Il y a 24 ans jour pour jour, un événement tragique a secoué l’équipe de football de Zambie et par ricochet tout un peuple qui la soutenait.

L’équipe de Zambie jouait les éliminatoires de la Coupe du Monde 1994.

Lors du 1er tour de qualifications, la Zambie a fini 1ère de son groupe composé de Madagascar, la Namibie et la Tanzanie. La Tanzanie ayant déclaré forfait, la Zambie n’avait joué que 4 matchs et en avait remporté 3.

Lors du 2nd tour, la Zambie hérite du Maroc et du Sénégal. Pour leur premier match, les Chipolopolos (surnom donné aux joueurs de la sélection zambienne) devaient affronter le Sénégal. Un vol, spécialement organisé par l’armée zambienne, devait les conduire à Dakar, capitale du Sénégal. Trois escales étaient prévus. Des problèmes techniques avaient été repérés après la première. Mais l’avion a néanmoins redécollé. Et c’est après la deuxième escale à Libreville au Gabon, que le drame est survenu. Le moteur gauche de l’avion prend feu et s’arrête. A ce moment-là, le pilote, le colonel Fenton Mhone, coupe le moteur droit. L’avion n’a plus de puissance et s’écrase dans l’Atlantique à plus de 500 mètres des côtes gabonaises et de Libreville.

Le bilan est terrible : les 25 passagers (dont 22 de la sélection nationale) et les 5 membres de l’équipage décèdent dans l’accident. Les membres (joueurs et staff) de la sélection zambienne décédés lors de ce crash, sont enterrés à Heroes’ Acre juste à l’extérieur du stade de Lusaka, capitale de la Zambie.

Il faut maintenant parler de celui qui n’était pas là et qui a échappé à la mort miraculeusement.
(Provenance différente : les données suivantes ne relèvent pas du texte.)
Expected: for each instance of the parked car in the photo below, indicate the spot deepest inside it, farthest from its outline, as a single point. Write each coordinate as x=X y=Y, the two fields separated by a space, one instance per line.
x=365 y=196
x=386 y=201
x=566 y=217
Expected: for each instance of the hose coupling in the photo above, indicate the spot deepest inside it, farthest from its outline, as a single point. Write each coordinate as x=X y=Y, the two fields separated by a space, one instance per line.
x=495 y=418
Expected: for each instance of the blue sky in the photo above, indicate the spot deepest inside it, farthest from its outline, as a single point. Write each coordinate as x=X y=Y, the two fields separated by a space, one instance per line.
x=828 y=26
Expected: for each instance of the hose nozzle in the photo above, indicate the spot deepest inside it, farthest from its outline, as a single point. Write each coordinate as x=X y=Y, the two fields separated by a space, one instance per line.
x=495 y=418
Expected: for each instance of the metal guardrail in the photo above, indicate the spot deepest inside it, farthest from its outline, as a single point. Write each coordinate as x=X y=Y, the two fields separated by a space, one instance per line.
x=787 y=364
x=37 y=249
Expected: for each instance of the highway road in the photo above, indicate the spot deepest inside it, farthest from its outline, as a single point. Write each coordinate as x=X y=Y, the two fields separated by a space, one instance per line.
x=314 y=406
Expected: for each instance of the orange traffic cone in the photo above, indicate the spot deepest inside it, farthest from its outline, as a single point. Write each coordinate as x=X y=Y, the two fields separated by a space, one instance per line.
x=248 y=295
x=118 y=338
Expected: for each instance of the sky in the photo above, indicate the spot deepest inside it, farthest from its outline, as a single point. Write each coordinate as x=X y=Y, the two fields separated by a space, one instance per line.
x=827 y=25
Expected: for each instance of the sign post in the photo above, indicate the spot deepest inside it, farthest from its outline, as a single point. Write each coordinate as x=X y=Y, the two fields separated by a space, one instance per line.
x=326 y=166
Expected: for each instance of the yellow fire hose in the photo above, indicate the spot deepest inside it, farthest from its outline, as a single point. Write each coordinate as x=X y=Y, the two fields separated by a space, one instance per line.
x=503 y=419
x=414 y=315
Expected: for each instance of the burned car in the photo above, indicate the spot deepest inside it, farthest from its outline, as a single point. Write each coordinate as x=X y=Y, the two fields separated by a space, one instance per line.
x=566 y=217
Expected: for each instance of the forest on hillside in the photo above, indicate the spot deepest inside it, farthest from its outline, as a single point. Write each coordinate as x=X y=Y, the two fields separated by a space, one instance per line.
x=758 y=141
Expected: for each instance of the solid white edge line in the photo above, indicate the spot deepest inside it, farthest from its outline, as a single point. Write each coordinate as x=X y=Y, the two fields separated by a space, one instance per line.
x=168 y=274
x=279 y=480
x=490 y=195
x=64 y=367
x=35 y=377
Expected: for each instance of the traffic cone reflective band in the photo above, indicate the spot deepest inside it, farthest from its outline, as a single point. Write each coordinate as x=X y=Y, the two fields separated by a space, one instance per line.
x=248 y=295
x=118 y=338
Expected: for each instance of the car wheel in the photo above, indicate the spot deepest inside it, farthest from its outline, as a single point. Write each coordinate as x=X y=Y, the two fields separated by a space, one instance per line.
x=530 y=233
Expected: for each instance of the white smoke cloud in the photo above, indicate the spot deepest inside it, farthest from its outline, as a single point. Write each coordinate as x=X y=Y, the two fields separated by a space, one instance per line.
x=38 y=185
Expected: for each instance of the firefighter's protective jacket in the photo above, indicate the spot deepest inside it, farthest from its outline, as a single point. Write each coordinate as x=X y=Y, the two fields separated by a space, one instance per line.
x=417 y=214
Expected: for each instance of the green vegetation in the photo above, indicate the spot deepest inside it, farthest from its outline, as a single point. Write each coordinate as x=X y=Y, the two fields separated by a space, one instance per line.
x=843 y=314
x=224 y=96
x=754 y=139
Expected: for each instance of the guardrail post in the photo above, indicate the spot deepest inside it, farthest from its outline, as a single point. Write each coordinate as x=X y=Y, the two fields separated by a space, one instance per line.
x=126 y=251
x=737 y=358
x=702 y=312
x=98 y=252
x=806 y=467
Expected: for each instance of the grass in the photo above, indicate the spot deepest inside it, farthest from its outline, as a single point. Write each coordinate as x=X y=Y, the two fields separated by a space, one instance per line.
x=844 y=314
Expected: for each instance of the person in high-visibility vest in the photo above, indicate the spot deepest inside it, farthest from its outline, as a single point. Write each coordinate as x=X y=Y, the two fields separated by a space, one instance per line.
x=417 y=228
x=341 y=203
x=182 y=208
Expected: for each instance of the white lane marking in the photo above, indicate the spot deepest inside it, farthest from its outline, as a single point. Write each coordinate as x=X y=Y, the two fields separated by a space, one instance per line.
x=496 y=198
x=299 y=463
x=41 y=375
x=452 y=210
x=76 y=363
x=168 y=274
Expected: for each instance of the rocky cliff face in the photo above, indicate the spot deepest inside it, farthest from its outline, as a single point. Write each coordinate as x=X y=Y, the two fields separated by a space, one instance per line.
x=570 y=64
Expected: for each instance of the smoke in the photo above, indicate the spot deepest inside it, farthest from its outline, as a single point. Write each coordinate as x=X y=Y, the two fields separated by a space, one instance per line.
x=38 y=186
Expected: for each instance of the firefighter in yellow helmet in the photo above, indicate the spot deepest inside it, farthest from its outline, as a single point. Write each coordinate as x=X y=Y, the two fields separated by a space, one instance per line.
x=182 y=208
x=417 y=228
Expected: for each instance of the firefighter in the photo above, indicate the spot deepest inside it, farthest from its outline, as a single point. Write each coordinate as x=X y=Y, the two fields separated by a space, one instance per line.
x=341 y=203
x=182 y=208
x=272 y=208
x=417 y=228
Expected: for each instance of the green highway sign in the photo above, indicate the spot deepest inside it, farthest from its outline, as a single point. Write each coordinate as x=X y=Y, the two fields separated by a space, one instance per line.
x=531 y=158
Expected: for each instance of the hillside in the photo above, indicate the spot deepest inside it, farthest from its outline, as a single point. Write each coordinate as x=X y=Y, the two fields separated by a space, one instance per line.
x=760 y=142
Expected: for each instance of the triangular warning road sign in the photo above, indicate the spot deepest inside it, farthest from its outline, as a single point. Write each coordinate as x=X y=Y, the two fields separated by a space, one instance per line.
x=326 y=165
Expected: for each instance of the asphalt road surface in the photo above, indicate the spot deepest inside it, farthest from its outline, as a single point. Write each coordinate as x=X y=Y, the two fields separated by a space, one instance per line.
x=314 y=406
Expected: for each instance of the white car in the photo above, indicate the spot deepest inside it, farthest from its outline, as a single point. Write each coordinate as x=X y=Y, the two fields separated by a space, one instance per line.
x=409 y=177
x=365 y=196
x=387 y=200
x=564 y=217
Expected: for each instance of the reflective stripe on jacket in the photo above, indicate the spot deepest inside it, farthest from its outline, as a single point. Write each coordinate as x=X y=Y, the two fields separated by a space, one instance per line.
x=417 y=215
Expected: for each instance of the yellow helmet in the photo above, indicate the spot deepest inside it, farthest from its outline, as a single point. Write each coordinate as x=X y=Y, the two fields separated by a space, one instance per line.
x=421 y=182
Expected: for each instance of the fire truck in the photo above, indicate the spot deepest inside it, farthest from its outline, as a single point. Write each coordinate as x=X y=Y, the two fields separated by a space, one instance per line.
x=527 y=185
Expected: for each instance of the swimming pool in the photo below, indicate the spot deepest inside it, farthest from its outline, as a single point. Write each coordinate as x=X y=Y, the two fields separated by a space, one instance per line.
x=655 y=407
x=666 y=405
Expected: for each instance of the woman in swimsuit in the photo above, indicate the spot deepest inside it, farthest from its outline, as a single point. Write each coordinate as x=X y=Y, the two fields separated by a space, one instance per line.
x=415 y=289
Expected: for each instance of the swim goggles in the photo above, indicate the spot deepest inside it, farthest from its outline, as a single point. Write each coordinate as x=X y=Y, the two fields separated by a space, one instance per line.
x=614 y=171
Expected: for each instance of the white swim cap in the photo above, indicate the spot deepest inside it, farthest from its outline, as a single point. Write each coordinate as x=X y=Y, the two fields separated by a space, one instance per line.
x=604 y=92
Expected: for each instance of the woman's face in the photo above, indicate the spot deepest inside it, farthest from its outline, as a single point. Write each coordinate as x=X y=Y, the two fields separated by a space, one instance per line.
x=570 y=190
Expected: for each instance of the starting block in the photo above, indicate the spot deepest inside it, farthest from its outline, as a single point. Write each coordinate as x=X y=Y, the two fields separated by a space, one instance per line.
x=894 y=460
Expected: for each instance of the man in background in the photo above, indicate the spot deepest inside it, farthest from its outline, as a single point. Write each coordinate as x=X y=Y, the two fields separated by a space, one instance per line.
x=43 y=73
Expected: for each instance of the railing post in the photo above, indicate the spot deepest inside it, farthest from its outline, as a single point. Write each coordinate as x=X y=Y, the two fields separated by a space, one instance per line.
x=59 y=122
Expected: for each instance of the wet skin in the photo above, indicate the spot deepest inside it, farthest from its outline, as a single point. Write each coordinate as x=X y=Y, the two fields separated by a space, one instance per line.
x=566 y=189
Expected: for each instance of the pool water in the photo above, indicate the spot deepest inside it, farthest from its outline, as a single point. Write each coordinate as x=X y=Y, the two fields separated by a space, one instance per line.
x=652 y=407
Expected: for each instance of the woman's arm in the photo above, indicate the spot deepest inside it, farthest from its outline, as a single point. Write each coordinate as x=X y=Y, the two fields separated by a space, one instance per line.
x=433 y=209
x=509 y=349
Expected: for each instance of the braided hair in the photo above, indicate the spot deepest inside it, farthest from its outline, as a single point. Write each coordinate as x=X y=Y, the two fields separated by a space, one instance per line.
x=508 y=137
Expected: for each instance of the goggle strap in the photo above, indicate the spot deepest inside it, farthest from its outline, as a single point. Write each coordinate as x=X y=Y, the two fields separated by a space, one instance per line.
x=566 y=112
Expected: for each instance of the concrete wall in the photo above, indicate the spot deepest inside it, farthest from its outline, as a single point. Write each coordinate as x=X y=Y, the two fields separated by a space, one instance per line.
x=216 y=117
Il s’agit de Kalusha Bwalya, le joueur le plus capé et le meilleur buteur de l’histoire de la sélection zambienne (50 buts en 100 sélections). Juste pour l’anecdote, il avait fini deuxième meilleur buteur des JO 1988 de Séoul derrière Romario. Cette année-là, il avait été élu joueur africain de l’année. Kalusha n’était pas du voyage car il jouait avec son club le PSV. Il devait rejoindre la sélection plus tard.

C’est sur lui que tous les espoirs d’une nation (s’il en restait) se sont reposés. Il accepte le défi de reconstruire une équipe afin de participer à la Coupe du Monde 1994. « Cette décision fût prise par le gouvernement, la fédération, et le peuple, a-t-il expliqué plus tard. J’étais l’ancien capitaine, et nous partagions le même objectif : participer à la Coupe du Monde« . Malheureusement, cet objectif n’a pas pu être rempli.

C’est donc vers la CAN 1994 que les efforts vont être mobilisés. Lors de cette compétition, la Zambie, portée par tout un peuple meurtri par ce tragique événement, arrive en finale. C’est un véritable exploit. Malheureusement, en finale, il seront battus par le Nigéria 2 buts à 1. Mais cette compétition est une victoire exceptionnelle pour cette équipe et ce peuple.

En 2012, près de 20 ans après le drame, c’est Hervé Renard qui était le sélectionneur de la Zambie. Quelques jours avant la finale de la CAN de 2012, sur la plage de Libreville, il avait déclaré à propos de cet exploit : « Quand une équipe de remplaçants est capable d’aller en finale en 1994, on se dit que le football est aussi une question de mental et de psychologie. A nous de nous en servir. Je sens que, quelque part, le nom de la Zambie est marqué ici ». Après, on connait l’histoire, la Zambie remporte la CAN face à la Côté d’Ivoire au terme d’une séance de pénaltys complètement folle (8-7).

Ce retour à Libreville a été vu comme un signe du destin pour cette nouvelle sélection zambienne qui a su honorer les héros de 1993.